Back to power dissipation: $P=I^2R$ only works because we can do variable substitution, but in the end the power dissipation is given by $P=UI$. The question is why do we use the first form for traditional resistors? Because we know circuit current and resistance are too lazy to work voltage drop out. And for diodes we already know that. So you can't use $P=I^2R$ for diodes because it is a derived form of $P=UI$ when $R(U)=const$. $$P=UI \ \ \ \ \ <= \text{works even on Mars}$$ And if you are really unsure if diodes can produce heat just disassemble any high power LED torch - you will find that powerful LED happily sitting on top of aluminium radiator. It is there for a reason, right?

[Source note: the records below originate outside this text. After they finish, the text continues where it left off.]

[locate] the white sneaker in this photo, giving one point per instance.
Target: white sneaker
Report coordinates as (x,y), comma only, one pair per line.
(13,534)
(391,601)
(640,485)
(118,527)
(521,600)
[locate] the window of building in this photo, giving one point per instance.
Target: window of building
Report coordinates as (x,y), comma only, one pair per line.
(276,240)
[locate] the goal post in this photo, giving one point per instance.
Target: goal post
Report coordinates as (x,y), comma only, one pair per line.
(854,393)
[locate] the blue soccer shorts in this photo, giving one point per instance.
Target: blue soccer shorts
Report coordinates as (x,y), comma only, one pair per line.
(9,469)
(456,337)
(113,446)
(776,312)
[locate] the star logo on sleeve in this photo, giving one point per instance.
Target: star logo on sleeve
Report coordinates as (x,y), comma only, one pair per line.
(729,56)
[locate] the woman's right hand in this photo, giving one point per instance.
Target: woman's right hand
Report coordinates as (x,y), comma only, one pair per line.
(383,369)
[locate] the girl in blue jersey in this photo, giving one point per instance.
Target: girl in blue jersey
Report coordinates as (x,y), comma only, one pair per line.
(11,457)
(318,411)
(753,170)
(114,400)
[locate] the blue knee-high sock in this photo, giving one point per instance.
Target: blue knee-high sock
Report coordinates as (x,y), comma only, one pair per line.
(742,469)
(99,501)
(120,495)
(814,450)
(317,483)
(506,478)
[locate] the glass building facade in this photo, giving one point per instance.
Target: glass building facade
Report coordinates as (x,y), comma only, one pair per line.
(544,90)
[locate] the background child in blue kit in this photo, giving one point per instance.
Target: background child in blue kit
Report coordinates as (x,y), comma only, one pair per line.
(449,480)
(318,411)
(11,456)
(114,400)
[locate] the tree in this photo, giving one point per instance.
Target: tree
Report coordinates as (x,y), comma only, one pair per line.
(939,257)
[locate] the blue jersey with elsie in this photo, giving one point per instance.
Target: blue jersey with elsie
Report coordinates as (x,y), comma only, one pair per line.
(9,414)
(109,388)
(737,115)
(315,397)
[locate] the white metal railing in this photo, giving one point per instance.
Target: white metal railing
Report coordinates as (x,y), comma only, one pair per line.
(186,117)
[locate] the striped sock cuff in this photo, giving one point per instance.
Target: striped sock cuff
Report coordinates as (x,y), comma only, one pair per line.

In addition of my comment above, let me give a short explanation why there is a non-linear behavior of diode. So at the time that the polarity of the applied voltage is inverted (from reverse to forward), the initial resistance in the diode is high due to the lack of carriers in the semiconductor structure. As the forward current increase the number of carriers builds-up and resistance goes down. This high value of resistance brings an overshoot in the forward voltage from which the voltage in the steady-state value, and the characteristic “knee” established. This phenomenon last some time and highly depended by temperature, that’s why the dynamic resistance of the diode is calculated in both environment and high virtual temperatures. This forward voltage value called “Forward Recovery Voltage” and in some diodes can be high (30Vor more). In power engineering, this transient “conductivity modulation” often neglected and the equation is linear (like MOV). But in small signal application the transition capacitance of the junction as well as the stored charge equivalent capacitance should included in model analysis. Regarding the last question:

[...] is power dissipated as heat even in case of the n-p junction? I think it is unlikely, as the hole-electron recombinations are the dominant phenomenon here, and I am unsure whether those can produce heat.

When an electron and hole recombine, the extra energy is emitted in the form of a photon. When a photon collides with other particles of matter, it causes increased particle movement, which in turn results in an increase in temperature. So there is heat involved isn't it?